Have you ever wondered if the email you addressed to Rice but sent to USC traveled between the two schools? Did your high school counselor really used to sit next to your admission counselor at your dream school? Are they actually still friends? How did the YouTube video you made for your high school open house make it to the admission counselor who is interviewing you? Do counselors who work at rival schools hang out!?
Higher education is a small world. This picture, from left to right, is Joel Hart (Pomona College), Meredith Britt (New Jewish Community High School) and I at the 2013 WACAC Conference. Joel, Meredith and I all went to Vanderbilt and while we overlapped there, both as students and in the admission office, we never knew each other until we connected at work (Meredith and I worked at USC together) and at WACAC. If you’re like any of my friends, you are chuckling as you say WACAC out loud.

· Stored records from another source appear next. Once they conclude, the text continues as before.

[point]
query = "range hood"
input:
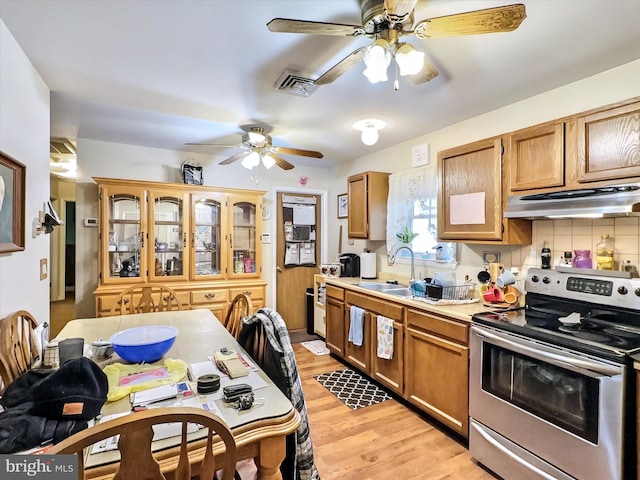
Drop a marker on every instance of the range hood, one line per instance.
(613, 200)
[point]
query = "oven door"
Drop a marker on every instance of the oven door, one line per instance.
(561, 406)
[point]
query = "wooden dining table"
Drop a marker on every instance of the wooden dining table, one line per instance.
(260, 432)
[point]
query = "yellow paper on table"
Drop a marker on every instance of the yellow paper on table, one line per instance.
(176, 369)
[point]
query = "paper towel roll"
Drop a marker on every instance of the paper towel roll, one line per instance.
(368, 265)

WACAC stands for Western Association of College Admission Counselors and is a regional part of the National Association of College Admission Counselors (NACAC) that is the overarching professional organization for higher education professionals. Every summer, the various regional organizations meet for a three day conference on issues facing our profession and how we can improve the work that we do (while wearing snazzy name tags). In the fall, NACAC has their conference which brings attendees from all over the world! This is just one example of the professional development and ongoing education we take on as new issues in college and admission counseling emerge and trends change.
Admission counselors also make connections by befriending other admission counselors in the geographic territories where we recruit. We bump into one another at college fairs, high school visits or even restaurants year after year as we all travel similar circuits. We exchange stories from the road but also have meaningful conversations about how to improve the quality of our work, manage our workload better and yes, talk about students. I was once discussing an essay that had offended me with a colleague from another institution and he immediately remembered reading the very same essay. Since I’ve recruited in the same area of Texas for four years, I have also established relationships with the high school counselors at the schools I visit. We’ll touch base about specific students, both the good and the bad, general trends that we’ve noticed and just random things that pop up. When I return to a high school one of my favorite things is to ask a counselor how their students at USC are doing!
Networking, talking to each other, learning from colleagues, and building relationships is part of what helps move our profession forward. Although we work for different institutions and in different capacities, we all want the same thing: to help students get to and succeed in college. Building trusting relationships with high school counselors makes it easier to share information and have honest conversations throughout the admission cycle. Those same relationships with our peers make planning travel season a bit easier, reading thousands of files more bearable and smiling until your cheeks hurt during spring events not as tiring because you have other people you can talk to about it all. We may all do things a little bit differently, but we are definitely all in the business of higher education together.